Es sollte aber nicht nur das Fürstenhaus eingreifen können, dessen Mitglieder mehrheitlich im Aus-land leben. Von einem Fürsten, der seine Macht missbraucht oder seine Aufgaben nicht erfüllt, wird ebenso die liechtensteinische Bevölkerung betroffen. Deshalb ist es sinnvoll, im neuen Artikel 13ter der Verfassung ein demokratisches Verfahren vorzusehen, welches ein Misstrauensvotum gegen den Fürsten ermöglicht und notfalls die Abschaffung der Monarchie. Das Fürstenhaus soll das Staatsoberhaupt nur so lange stellen, so lange dies von der Mehrheit der Bevölkerung gewünscht wird.
Was die Stellung des Fürsten in der Verfassung betrifft, ist meiner Ansicht nach nicht nur die Einführung des neuen Art. 13ter wichtig, sondern auch eine Aenderung des Art. 11 über die Beamtenernennung. Bei Art. 11 handelt es sich weitgehend um ein Relikt aus der Zeit, als der Monarch noch die Regierungsgeschäfte führte. In so einer Situation ist es sicher richtig, wenn der Monarch die ihm unterstellten Beamten ernennt. In Liechtenstein war dies von untergeordneter Bedeutung, da der Monarch bis 1938 im Ausland wohnte.
Beamtenernennungen durch den Monarchen wurden später da und dort damit begründet, dass der Beamtenapparat nicht Parteiinteressen unterworfen sein soll. In der Praxis hat sich diese Hoffnung nicht erfüllt, nicht zuletzt wegen der grossen Zahl der Beamten, selbst hier im kleinen Liechtenstein. Um diese Erwartungen nicht nur theoretisch, sondern auch praktisch erfüllen zu können, müsste der Fürst wohl ein eigenes Personalbüro unterhalten. Da der Fürst aber nicht die Regierungsgeschäfte führt und die Beamten im Normalfall die Weisungen der Regierung auszuführen haben, könnte die Effizienz leiden. So eine Regelung würde voraussichtlich zu unnötigen Spannungen zwischen Fürst und Regierung führen.

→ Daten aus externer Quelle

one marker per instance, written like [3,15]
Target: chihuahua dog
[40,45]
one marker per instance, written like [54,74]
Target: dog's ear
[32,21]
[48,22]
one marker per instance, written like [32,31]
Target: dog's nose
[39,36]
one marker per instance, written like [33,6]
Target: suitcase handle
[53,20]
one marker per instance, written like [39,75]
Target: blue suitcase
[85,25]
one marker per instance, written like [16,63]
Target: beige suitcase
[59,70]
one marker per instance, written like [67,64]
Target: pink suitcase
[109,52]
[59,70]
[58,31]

Die Frage der Parteiunabhängigkeit hat bei den Gerichten und der Verwaltungsbeschwerdeinstanz sicher grössere Bedeutung als beim Beamtenapparat. Die Richter sind gemäss Verfassung unabhängig und zum Unterschied von den Beamten nicht den Weisungen der Regierung unterworfen. Bei der geringen Zahl der Richter lässt sich das Vorschlags- und Ernennungsrecht des Fürsten sehr viel einfacher verwirklichen als bei den Beamten. Der vorgeschlagene Art. 11 verhindert weitgehend die Möglichkeit eines Missbrauches bei den Richterernennungen, sei es durch den Fürsten, sei es durch den Landtag. Das demokratische Element wird in unserer Verfassung dadurch weiter gestärkt. Ausserdem ist es sicher richtig, wenn wir aus den Erfahrungen der letzten Jahre, wie z.B. aus der Staatsgerichtshofaffäre, gewisse Konsequenzen ziehen.

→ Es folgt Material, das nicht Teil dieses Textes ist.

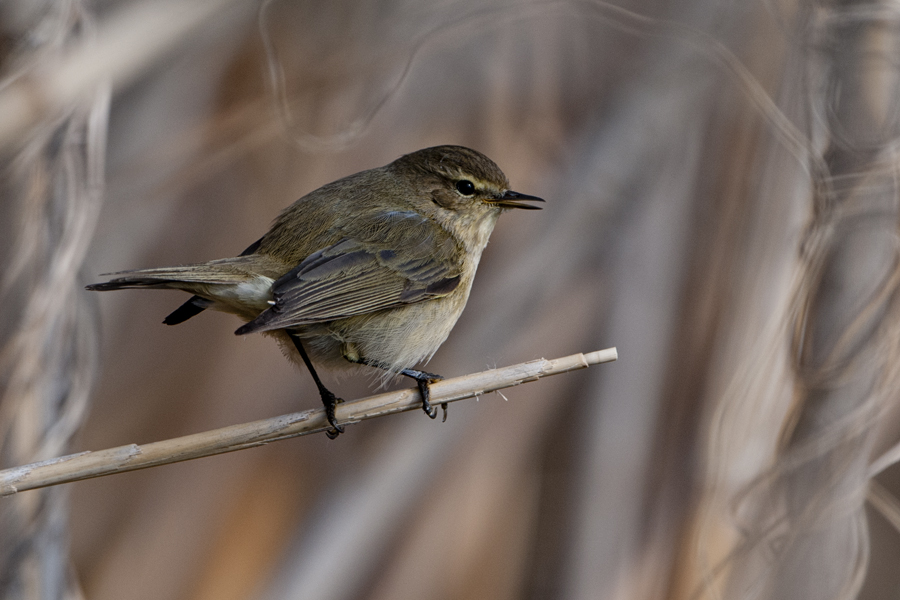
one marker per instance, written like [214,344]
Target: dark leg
[422,380]
[328,399]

Damit die Beamtenernennungen der Regierung nicht weiterhin in Verletzung der Verfassung erfol-gen, habe ich, nach Rücksprache mit der Regierung, diese ermächtigt, bis Ende 1994 die Beamten zu ernennen. Ich hoffe, dass es noch in diesem Jahr möglich sein wird, die vorgeschlagenen Verfas-sungsänderungen zu beschliessen.
Theoretisch kann man die verfassungsmässigen Rechte des Fürsten noch weiter einschränken, um einen möglichen Machtmissbrauch zu verhindern. Damit sind aber mehrere Gefahren verbunden: Der Fürst verliert seine Unabhängigkeit und könnte gewissen Kreisen als Instrument bei der Ein-schränkung der demokratischen Rechte dienen. Im Ernstfall hat der Fürst keine ausreichenden Kompetenzen, um die Interessen von Land und Volk wahrzunehmen. Und schliesslich besteht die schon früher erwähnte Gefahr, dass der Fürst in der Rolle des Staatsoberhauptes keine sinnvolle Aufgabe mehr erkennt.
Sehr geehrte Damen und Herren Abgeordnete, für die vor Ihnen liegenden wichtigen Aufgaben wünsche ich Ihnen viel Erfolg und Gottes Segen.